On their menu, you will find Asian-inspired "craft bowls" - teriyaki beef and chilli with pak choi and peppers, or perhaps peanut chicken and noodle - listed alongside Portuguese-style chicken, Mexican-inspired tacos, American-perfected hamburgers.

Their food is certainly good-looking albeit, it turned out, of uneven quality.

In some aspects, their food was consistently better than good - yet just as consistently flawed.

Take the Thai fish cake starter, as I did.

Excellent, the fish cakes themselves - lightly golden on the outside, tender inside, fresh, with little flecks of chilli - I ploughed through them happily.

The sweet chilli and ginger in the soy dressing which accompanied their bed of greens were an allegation - I caught neither whiff nor tang of the former two, and plenty of the latter.

In the end I abandoned the dressing altogether and my meal was the better for it.

I'm no fan of the trend of serving messy foods on boards - and the experience of chasing salad bits off the edges of a little wooden precipice proved yet again unpleasant for me, and probably also for the person who had to clean up when I was done.

My companion's preferred starter of "tender crispy chicken strips" was, yes, tender - deliciously so; also, yes, crispy; but goodness, the salt.

An excess of salt would prove a recurring theme for him - his follow-up mains also featured an overly salted smash burger pattie.

That burger could have been something - it had so much going for it - appropriate thickness, a juicy centre, the cheese melty, the greens doing their thing, but for the salt; and a char around the pattie's edges which strayed into burnt territory.

We took off the edges and it tasted better - but that should not be a thing that needs to be done.

The onion rings on the side were terrible.
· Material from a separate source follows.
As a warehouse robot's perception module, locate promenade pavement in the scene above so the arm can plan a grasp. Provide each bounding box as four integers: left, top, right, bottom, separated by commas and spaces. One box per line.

Stringy, with a raw onion taste despite being cooked to a darker shade of golden brown and the same burnt after-taste as that from the burger pattie.

I still regret not trying out one of the craft bowls, they really sound like something.

What I chose instead, regrettably, was the "Better than the Portuguese" spatchcock chicken.

It was blameless. It looked good and tasted alright but forgettable.

They do really good chips - enough that I plan to visit again just to try their take on loaded fries - it sounds promising.

Let's hope they hold the salt.

NEED TO KNOW

When to go: 10am to 10pm, Wednesdays to Sundays.

Who to take: Your work buddies - it's a good place for lunch, with a lot of the menu items suited to midday meals.

Good to know: The menu is evolving as the first-time restaurateurs find their feet. They've found solid hits in their wings and pork dish offerings - which were sold out when we stopped by.

How much do you need: With drinks our meal came to R244.

Address: 60 Helen Joseph Rd, Bulwer, Glenwood, Durban.